Y con una tempestad de palabras, de gritos y vociferaciones le puso al corriente del asunto y le explicó la estratagema de que se había valido para hacer el asombroso descubrimiento de la riqueza de Alí Babá. Y añadió: "¡No es eso todo!, ¡oh jeique! ¡A ti te incumbe ahora descubrir el origen de la fortuna de tu miserable hermano, ese hipócrita maldito, que finge pobreza y maneja el oro por medidas y a brazadas!"

Al oír estas palabras de su esposa, Kassim no dudó de la realidad de la fortuna de su hermano.

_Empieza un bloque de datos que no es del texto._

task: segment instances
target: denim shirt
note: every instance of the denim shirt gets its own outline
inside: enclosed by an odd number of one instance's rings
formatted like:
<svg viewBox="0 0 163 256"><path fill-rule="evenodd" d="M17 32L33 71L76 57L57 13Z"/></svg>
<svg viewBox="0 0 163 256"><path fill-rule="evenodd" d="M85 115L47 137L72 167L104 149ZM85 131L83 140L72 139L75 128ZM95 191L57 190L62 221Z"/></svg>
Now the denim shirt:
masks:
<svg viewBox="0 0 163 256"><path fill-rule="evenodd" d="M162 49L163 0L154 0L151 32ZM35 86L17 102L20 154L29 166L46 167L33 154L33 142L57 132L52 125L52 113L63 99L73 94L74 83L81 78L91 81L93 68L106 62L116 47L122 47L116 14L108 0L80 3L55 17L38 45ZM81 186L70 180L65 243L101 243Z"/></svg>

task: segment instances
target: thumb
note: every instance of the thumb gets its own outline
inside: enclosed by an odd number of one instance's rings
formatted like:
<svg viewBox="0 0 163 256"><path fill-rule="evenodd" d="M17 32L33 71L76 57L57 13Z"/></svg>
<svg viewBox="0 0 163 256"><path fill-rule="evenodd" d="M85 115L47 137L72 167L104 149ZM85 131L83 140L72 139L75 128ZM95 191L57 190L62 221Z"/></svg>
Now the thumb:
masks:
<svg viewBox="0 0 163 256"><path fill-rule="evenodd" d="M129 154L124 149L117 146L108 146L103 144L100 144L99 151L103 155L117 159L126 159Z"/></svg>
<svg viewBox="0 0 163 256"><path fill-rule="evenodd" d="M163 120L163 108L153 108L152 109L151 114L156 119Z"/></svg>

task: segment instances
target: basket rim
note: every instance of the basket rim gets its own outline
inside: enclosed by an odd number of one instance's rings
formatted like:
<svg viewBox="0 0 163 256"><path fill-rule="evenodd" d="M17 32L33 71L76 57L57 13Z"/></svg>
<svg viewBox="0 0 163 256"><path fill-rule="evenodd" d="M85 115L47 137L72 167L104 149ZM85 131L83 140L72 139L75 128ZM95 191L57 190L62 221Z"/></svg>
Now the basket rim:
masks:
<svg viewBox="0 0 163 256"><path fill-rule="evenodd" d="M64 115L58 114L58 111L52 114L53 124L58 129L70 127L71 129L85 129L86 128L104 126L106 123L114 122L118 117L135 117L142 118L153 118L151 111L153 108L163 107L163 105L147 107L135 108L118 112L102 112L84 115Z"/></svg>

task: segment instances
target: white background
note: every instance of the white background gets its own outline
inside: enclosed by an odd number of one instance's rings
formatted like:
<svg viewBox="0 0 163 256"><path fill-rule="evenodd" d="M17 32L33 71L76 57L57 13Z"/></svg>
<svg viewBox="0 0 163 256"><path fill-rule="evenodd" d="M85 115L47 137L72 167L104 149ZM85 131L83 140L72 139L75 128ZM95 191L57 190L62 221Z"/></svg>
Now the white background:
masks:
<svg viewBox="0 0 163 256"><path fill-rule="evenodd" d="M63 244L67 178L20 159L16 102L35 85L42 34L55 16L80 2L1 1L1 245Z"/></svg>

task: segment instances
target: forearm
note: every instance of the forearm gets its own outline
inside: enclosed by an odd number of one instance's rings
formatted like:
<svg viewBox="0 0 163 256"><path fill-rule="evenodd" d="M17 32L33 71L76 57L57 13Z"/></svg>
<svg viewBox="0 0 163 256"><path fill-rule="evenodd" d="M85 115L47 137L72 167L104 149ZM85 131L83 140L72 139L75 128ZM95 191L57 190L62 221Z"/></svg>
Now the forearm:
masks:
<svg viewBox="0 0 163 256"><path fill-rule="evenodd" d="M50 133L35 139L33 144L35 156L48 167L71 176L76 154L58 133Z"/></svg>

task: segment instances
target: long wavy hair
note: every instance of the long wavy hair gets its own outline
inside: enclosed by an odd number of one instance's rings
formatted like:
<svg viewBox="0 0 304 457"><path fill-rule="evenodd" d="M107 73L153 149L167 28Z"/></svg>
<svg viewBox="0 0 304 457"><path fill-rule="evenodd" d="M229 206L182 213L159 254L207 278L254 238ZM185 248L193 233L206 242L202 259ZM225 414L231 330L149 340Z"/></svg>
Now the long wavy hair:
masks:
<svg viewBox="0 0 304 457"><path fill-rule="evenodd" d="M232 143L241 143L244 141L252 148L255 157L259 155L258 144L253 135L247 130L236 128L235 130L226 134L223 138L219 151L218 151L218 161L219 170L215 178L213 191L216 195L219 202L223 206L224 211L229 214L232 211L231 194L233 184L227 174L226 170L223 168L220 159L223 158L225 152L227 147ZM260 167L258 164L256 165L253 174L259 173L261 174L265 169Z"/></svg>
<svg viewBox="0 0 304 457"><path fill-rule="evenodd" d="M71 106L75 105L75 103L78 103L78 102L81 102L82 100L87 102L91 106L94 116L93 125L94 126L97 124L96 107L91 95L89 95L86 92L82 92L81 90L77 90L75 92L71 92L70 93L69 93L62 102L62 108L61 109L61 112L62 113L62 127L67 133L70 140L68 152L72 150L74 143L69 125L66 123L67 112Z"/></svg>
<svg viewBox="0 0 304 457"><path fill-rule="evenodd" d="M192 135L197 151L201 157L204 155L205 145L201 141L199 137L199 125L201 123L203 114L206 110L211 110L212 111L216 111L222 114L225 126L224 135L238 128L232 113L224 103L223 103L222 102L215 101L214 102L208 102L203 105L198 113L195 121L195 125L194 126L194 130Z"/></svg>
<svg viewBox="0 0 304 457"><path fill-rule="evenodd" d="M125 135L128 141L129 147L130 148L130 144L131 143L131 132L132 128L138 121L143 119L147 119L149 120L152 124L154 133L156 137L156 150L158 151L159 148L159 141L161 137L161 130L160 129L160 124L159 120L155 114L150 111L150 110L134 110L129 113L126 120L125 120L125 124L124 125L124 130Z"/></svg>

Y lejos de sentirse feliz por saber que el hijo de su padre y de su madre estaba al abrigo de toda necesidad para lo sucesivo, y de regocijarse con su dicha, alimentó una envidia biliosa y sintió que se le rompía de despecho la bolsa de la hiel...

En este momento de su narración, Schehrazada vió aparecer la mañana y se calló discretamente.